Porque muchos son llamados, pero pocos son elegidos.

COMENTARIO:

  En este Evangelio de san Mateo, contemplamos una parábola de Jesús en la que –magistralmente- hace un resumen muy gráfico de lo que ha sido la historia de la salvación, que el Señor nos ha revelado a través del tiempo y de distintos lugares, en la Escritura Santa. En ella, nos muestra el Maestro cómo Dios escogió a Israel –que está representado en la imagen de los primeros invitados- para formar parte del banquete divino; y ser ese pueblo de Dios, del que había de surgir la redención para todos los hombres.

  Pero como se nos muestra en toda la trayectoria del Antiguo Testamento, la mayoría de los judíos no sólo no fueron fieles al compromiso que habían adquirido, sino que cuando el Padre -ofreciendo otra más de las muchas oportunidades que da a sus hijos, para que se arrepientan y rectifiquen sus actuaciones- envió a los profetas, éstos fueron vilipendiados, ridiculizados y maltratados por todos aquellos que no estaban dispuestos a admitir sus errores; de ahí que su destino, acabara siendo fatídico.

  Pero ese rechazo de Israel, llevó consigo esa nueva iniciativa de Dios, por la que todos hemos sido llamados a formar ese Nuevo Pueblo: la Iglesia, que surge de aquellos judíos que fueron fieles a su palabra. Porque ese Cuerpo Místico de Cristo, nace por la efusión del Espíritu Santo entregado a esos apóstoles, sencillos ciudadanos de Palestina. Y, en Ella, todos los bautizados no sólo pertenecemos a un lugar, una raza o un color; sino que, sin importar el lugar, la raza o el color, formamos una unidad en el Señor, como miembros de la familia cristiana.

  Pero no hay que llevarse a engaño, ante la tentación del Maligno –muy común en nuestros días- que relativiza la responsabilidad ante Dios de nuestros actos; confundiendo al Todopoderoso con una abuela permisiva que, por un amor que nada tiene de justo, deja sin castigo las faltas cometidas. Jesús aquí lo explica muy claro, como ha hecho en la parábola de la cizaña o de la red barredera, que coge todo tipo de peces.

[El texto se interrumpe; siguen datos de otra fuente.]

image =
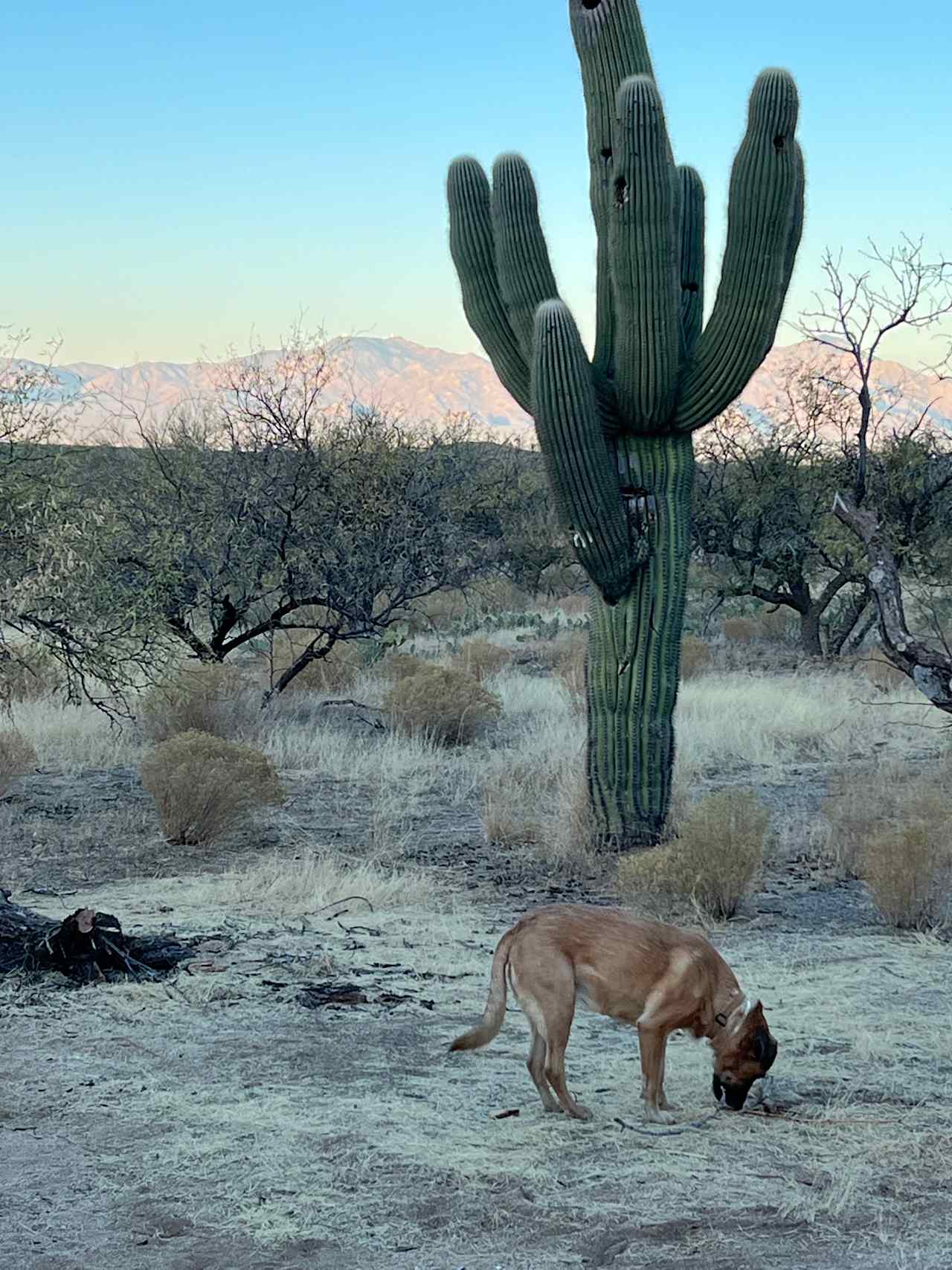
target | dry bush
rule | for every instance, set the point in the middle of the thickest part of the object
(402, 666)
(17, 757)
(203, 785)
(882, 673)
(695, 657)
(199, 697)
(442, 704)
(481, 659)
(739, 630)
(30, 675)
(569, 664)
(907, 862)
(711, 862)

Nos indica que todos están llamados a formar parte de la Iglesia y que, por ello, se colarán a la vez, buenos y malos, dignos e indignos; y, cuando eso ocurra, no hemos de escandalizarnos, porque el Señor ya contaba con ello. Pero veremos que, posteriormente, no todos habrán tenido tiempo de comprarse el “vestido de boda”, es decir, de arrepentirse de sus pecados y estar dispuestos y preparados, para formar parte del banquete divino. Y a esos, no se les permitirá continuara al lado del Señor que, con tanta ilusión, los ha invitado.

  Si no nos mostramos dignos de la elección que el Altísimo ha hecho de cada uno de nosotros, aceptando en libertad su llamada y respondiendo, con nuestra entrega, a su voluntad divina, seremos expulsados –sin ninguna duda- de la Gloria que el Padre nos tiene reservada. Y ese traje maravilloso que se requiere para poderse presentar y ser admitido, no es otro que la capacidad de amar desinteresadamente, primero a Dios y, por Él, a nuestros hermanos. Sólo nos pide el Señor, la intención de luchar para alcanzar la Redención que ha sido ganada para los hombres, a un elevadísimo precio: la Sangre de Jesucristo. Sólo se contenta, con que nos revistamos de su Gracia, frecuentando los Sacramentos. De verdad que vale la pena participar del ágape celestial y, si lo meditamos, comprenderemos que no hay nada en este mundo –porque todo es perecedero- por lo que valga la pena perder la oportunidad de poder estar sentados a la mesa, al lado de Nuestro Señor.